The Caricature
Something happens in relationships that most people don’t notice until it’s already taken hold. It doesn’t arrive suddenly. It drifts in quietly, layer by layer, until it reshapes how you see your partner. You think you’re looking at them, but you’re not. You’re looking at a version you’ve built over time.
I call it the caricature.
The caricature isn’t your partner. It’s the reduced sketch you carry inside you — a simplified, distorted version made from accumulated frustrations and hurts. At the beginning of a relationship, it doesn’t exist. You see the other person in full colour, with nuance and complexity. You assume the best. You leave room for ordinary human fluctuation.
But unmet needs, repeated disappointments, and unresolved hurts leave a residue. From that residue, the caricature forms. Slowly, unconsciously, it begins to overlay the real person. Their words are filtered through it. Their gestures are interpreted by it. You respond to the distortion rather than to the human being in front of you.
The caricature narrows your partner down to a handful of traits — usually the ones that wound the most. “The one who never listens.” “The one who always criticises.” “The one who doesn’t care.” Complexity collapses. Nuance disappears.
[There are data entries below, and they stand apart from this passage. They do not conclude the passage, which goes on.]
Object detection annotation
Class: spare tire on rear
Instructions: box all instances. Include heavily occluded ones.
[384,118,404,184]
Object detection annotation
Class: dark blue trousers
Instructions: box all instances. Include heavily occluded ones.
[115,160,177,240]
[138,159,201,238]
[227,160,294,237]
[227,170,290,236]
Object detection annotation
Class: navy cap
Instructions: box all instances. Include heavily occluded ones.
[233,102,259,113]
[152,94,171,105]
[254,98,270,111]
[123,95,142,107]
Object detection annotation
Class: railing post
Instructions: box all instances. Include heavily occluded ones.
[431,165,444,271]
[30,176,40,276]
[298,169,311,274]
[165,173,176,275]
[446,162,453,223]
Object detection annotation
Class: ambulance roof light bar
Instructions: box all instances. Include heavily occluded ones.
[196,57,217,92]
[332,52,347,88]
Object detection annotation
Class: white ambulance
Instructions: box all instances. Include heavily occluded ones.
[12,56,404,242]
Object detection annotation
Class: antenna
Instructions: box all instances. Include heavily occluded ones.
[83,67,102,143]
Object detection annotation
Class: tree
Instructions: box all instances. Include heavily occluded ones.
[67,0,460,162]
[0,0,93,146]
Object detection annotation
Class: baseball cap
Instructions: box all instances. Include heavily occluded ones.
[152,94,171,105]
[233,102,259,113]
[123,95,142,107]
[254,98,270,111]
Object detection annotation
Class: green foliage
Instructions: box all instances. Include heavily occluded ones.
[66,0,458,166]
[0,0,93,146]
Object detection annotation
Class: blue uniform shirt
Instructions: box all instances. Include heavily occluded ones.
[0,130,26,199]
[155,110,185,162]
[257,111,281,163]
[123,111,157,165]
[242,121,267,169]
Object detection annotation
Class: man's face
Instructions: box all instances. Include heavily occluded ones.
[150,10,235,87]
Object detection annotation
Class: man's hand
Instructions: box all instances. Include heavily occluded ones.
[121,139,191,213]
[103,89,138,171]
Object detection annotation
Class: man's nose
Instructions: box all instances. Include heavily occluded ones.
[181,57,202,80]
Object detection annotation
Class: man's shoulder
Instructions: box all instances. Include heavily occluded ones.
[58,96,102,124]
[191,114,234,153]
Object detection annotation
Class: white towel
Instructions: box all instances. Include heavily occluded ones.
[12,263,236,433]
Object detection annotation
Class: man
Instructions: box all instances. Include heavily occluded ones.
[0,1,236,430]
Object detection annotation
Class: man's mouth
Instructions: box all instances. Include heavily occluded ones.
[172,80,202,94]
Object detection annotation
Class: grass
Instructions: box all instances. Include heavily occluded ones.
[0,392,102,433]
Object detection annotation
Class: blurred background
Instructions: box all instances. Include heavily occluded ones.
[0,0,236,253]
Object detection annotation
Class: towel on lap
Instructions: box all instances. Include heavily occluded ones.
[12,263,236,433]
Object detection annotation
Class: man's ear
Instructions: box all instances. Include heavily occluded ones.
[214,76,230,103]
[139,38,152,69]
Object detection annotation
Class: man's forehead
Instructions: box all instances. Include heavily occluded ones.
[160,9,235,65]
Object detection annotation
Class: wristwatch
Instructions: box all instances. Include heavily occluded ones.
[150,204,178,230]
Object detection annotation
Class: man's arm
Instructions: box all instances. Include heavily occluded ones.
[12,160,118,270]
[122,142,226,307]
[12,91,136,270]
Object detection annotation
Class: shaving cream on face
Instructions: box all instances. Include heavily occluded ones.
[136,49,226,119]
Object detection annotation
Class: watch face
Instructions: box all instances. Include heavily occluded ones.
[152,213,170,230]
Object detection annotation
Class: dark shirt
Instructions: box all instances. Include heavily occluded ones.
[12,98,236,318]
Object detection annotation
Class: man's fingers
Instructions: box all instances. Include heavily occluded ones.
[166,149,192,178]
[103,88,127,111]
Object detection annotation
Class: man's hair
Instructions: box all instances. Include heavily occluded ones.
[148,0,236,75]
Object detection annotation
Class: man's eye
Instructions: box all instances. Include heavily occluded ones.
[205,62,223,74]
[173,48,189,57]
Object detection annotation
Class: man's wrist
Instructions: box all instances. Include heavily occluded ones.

And because the shift is gradual, you never notice the moment of replacement.
Once the caricature sets in, everything gets interpreted through it. A sigh becomes criticism. A pause becomes selfishness. A question becomes rejection. Desire fades, not because attraction died, but because it no longer has a real person to land on. The caricature even fills in motives: “She said that because she doesn’t respect me.” “He did that because he doesn’t care.” Assumptions harden into truth.
When couples struggle, they often bring me their caricatures and ask me to validate them. But the real problem isn’t that the partner has flaws. The real problem is that they’ve stopped being seen at all.
And this part matters: the caricature isn’t your partner’s fault. It forms because the mind likes shortcuts. It simplifies complexity to make life easier. But in relationships, that shortcut becomes a trap.
So what breaks the caricature?
Interpretive generosity.
Interpretive generosity is the choice to resist easy conclusions about your partner’s motives or intentions. It’s the deliberate act of allowing them to be more than the narrow version pain has constructed. It doesn’t erase real behaviour; it restores perspective. It interrupts the automatic meaning-making that turns every disappointment into evidence of defect.
The caricature is corrosive because it distorts perception. Interpretive generosity is corrective because it lets you see again. And once you can see the person — not the sketch — the relationship finally has room to move.